Having spent hours in intentional conversation about relationship, communication, theology and the common relational pitfals, the grand event was finally upon us. The dinner after the rehearsal was a vision of heaven. Food and drink were eclipsed in significance only by the sweet fellowship of family and friends who were as joyful for the following days ceremony as any party I have ever witnessed.
Several hundred guests gathered in the garden. They could have been anywhere, but on that night there was nowhere else they would have rather been than witnessing this beautiful couple commit themselves to love and to cherish one another 'till death do them part.
Months later, actually Christmas Eve of that same year, they dropped by our home to wish us Merry Christmas before going to midnight mass. After a quick visit they gifted me with something that will be forever more tangible than what was in the wrapped box they handed me while anxiously saying, "open it now."
I looked up from the torn paper to see their smiles arcing a resevoir for their tears. Susan simply said, "that's who you are, right there." The picture acompanying this blog post was their gift to me that night, taken in June just before their wedding party approached the altar. "That's who you are."

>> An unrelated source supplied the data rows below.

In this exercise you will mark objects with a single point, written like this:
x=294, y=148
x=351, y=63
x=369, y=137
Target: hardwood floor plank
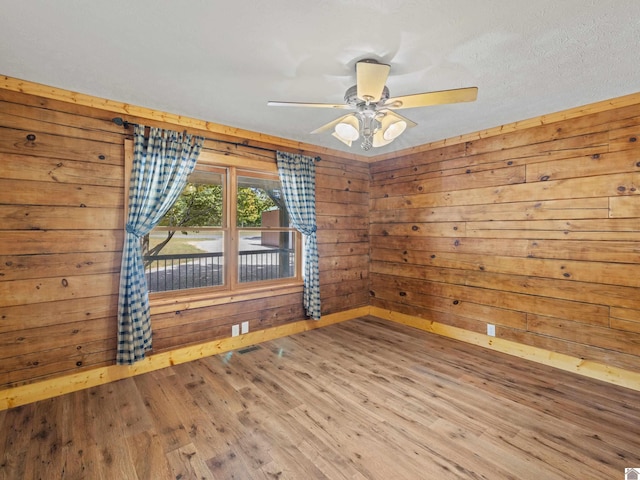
x=363, y=399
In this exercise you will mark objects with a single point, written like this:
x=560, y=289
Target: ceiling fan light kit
x=373, y=120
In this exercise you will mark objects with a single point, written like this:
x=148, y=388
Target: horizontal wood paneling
x=549, y=252
x=62, y=189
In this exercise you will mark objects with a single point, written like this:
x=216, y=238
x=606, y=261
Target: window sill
x=187, y=300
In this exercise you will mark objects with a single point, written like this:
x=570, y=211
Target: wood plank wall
x=61, y=235
x=536, y=231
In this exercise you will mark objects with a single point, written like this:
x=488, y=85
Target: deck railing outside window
x=195, y=270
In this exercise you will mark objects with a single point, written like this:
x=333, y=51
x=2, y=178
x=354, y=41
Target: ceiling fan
x=374, y=119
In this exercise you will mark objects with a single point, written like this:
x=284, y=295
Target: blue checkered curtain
x=161, y=163
x=298, y=178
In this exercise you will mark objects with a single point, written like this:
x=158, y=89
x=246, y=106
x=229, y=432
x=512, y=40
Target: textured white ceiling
x=222, y=61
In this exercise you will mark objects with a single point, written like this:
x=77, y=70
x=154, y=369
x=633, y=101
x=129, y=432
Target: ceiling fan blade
x=370, y=80
x=433, y=98
x=332, y=124
x=315, y=105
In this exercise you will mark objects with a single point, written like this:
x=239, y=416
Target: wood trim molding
x=54, y=387
x=59, y=94
x=54, y=93
x=587, y=368
x=33, y=392
x=602, y=106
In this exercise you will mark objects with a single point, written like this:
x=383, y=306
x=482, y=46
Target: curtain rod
x=125, y=124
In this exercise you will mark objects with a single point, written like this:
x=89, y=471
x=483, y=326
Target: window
x=229, y=230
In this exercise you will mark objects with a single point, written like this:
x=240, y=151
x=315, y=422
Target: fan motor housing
x=351, y=96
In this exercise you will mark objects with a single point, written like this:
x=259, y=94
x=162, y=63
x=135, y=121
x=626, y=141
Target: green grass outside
x=178, y=245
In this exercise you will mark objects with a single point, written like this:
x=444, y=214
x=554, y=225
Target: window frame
x=233, y=290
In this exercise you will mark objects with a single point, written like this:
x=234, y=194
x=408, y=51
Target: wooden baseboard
x=53, y=387
x=33, y=392
x=587, y=368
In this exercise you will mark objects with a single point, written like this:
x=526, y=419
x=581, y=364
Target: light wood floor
x=365, y=399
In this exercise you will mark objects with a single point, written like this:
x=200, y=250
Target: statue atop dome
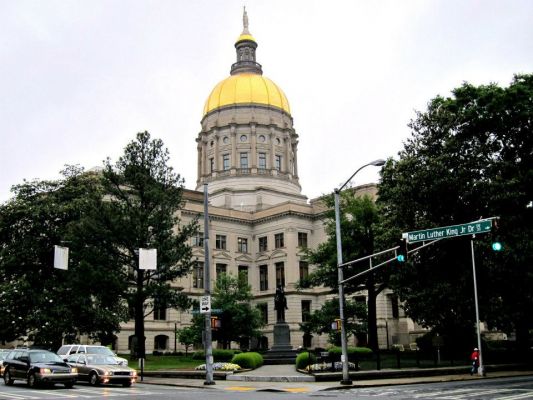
x=245, y=30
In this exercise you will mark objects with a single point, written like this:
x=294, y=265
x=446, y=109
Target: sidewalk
x=285, y=378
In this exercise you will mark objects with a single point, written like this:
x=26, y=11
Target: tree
x=470, y=156
x=143, y=196
x=239, y=320
x=360, y=226
x=320, y=321
x=37, y=301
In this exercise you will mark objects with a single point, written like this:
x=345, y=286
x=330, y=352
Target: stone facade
x=259, y=220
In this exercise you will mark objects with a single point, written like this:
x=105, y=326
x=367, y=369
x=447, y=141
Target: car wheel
x=32, y=381
x=93, y=379
x=7, y=377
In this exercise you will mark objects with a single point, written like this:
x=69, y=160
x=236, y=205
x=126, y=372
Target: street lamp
x=344, y=357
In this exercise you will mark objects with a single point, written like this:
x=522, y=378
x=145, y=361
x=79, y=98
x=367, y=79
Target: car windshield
x=100, y=350
x=101, y=359
x=42, y=356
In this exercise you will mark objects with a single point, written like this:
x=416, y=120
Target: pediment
x=278, y=254
x=221, y=255
x=245, y=258
x=198, y=253
x=262, y=257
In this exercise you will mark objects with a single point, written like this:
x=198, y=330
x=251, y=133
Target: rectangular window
x=263, y=308
x=242, y=245
x=160, y=311
x=395, y=307
x=225, y=162
x=263, y=277
x=261, y=160
x=244, y=160
x=279, y=242
x=304, y=269
x=302, y=240
x=221, y=270
x=220, y=242
x=280, y=274
x=243, y=273
x=278, y=162
x=263, y=244
x=306, y=310
x=198, y=275
x=198, y=240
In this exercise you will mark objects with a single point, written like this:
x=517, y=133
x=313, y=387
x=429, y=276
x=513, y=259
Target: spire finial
x=245, y=30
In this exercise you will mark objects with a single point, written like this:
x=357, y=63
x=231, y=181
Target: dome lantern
x=245, y=47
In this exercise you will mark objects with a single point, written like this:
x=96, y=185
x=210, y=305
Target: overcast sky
x=78, y=79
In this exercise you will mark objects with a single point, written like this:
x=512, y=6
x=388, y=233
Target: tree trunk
x=372, y=318
x=140, y=345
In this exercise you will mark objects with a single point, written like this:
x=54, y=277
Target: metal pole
x=207, y=285
x=481, y=368
x=344, y=346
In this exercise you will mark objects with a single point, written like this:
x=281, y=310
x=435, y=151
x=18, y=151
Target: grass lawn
x=154, y=363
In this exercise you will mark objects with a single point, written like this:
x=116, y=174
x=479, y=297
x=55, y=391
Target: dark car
x=38, y=366
x=101, y=369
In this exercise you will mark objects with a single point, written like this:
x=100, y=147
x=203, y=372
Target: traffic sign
x=471, y=228
x=205, y=304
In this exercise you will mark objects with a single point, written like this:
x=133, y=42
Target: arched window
x=161, y=342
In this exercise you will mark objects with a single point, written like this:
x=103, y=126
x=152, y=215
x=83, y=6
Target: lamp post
x=344, y=346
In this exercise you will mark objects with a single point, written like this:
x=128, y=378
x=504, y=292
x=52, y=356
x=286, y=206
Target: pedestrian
x=475, y=361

Searching for and then claiming our identity is often a hard found gift. My friends knew of my previous year, resigning from a tumultuous pastorate to subsequently languish on the shores of vocational and career crisis. I had labored to answer that question of identity. They had labored too.
Which is why standing at their altar with my prayer book in hand to confer a blessing was such an eloquent intersection. Susan and Jennifer had known of the identity question too. They were bride and bride. Wife and wife. Mother and mother.

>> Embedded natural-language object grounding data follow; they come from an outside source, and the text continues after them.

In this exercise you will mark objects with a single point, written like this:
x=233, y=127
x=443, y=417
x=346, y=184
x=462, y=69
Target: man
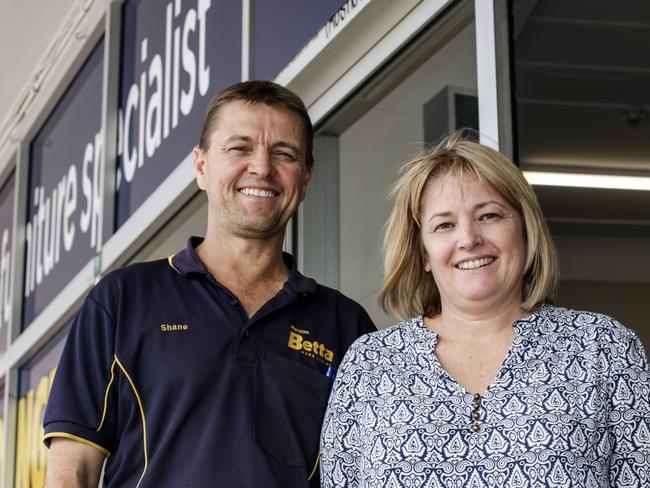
x=213, y=367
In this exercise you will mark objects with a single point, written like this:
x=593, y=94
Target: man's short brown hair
x=259, y=91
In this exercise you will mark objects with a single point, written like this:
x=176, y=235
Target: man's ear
x=200, y=165
x=309, y=172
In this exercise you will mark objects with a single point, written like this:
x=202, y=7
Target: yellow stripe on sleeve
x=65, y=435
x=170, y=260
x=108, y=388
x=144, y=422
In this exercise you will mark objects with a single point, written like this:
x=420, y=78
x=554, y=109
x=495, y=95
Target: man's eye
x=284, y=155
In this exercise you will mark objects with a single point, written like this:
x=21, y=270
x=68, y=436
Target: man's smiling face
x=254, y=170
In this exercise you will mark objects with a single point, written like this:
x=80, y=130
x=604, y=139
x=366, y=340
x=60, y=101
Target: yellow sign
x=31, y=453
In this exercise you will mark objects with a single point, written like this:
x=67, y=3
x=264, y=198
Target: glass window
x=582, y=107
x=410, y=103
x=175, y=57
x=283, y=27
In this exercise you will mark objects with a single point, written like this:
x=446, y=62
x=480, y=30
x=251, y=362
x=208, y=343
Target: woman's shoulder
x=593, y=330
x=394, y=339
x=569, y=318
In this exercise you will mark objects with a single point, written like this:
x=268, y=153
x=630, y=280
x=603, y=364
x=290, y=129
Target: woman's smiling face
x=473, y=243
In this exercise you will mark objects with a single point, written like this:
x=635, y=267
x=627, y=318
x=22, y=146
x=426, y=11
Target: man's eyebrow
x=237, y=137
x=288, y=145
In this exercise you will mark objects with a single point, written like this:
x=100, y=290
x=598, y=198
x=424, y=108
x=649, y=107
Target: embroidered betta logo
x=309, y=348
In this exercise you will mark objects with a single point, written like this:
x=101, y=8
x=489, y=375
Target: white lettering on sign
x=341, y=17
x=51, y=229
x=156, y=99
x=162, y=92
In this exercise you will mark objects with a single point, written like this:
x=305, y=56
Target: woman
x=487, y=384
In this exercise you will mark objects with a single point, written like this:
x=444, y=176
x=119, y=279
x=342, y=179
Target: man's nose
x=260, y=164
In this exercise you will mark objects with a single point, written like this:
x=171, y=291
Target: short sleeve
x=341, y=440
x=82, y=402
x=629, y=422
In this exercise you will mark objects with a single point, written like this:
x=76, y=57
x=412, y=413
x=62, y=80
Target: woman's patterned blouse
x=570, y=407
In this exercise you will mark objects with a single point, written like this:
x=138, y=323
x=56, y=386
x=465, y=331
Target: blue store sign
x=175, y=56
x=63, y=230
x=6, y=259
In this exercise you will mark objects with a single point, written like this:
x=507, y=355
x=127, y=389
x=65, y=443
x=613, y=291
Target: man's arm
x=72, y=464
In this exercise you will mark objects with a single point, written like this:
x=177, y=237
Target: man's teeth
x=477, y=263
x=256, y=192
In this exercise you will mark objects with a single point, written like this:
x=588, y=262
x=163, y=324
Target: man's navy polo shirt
x=164, y=371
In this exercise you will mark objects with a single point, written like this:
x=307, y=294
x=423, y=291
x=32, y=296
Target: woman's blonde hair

Identity. We claim it. Sometimes we run from it. And sometimes it slips past us and changes even our most intimate view of ourselves. And sometimes, someone else helps us to see something in ourselves that we thought was lost.
So, Jenn and Susan? They are still doing the hard and necessary work of raising kids and having jobs and being married and evolving into a more authentic version of the identity God created for them. Me too. I'm preaching again, constantly wondering about how exciting and exacting a toll spiritual change can be. I can't say I have a crystal clear vision of the road ahead, but of being a minister who helps couples of all shapes and sizes approach the matrimonial altar with intention, purpose and grace, of that I am glad to say "this is who I am."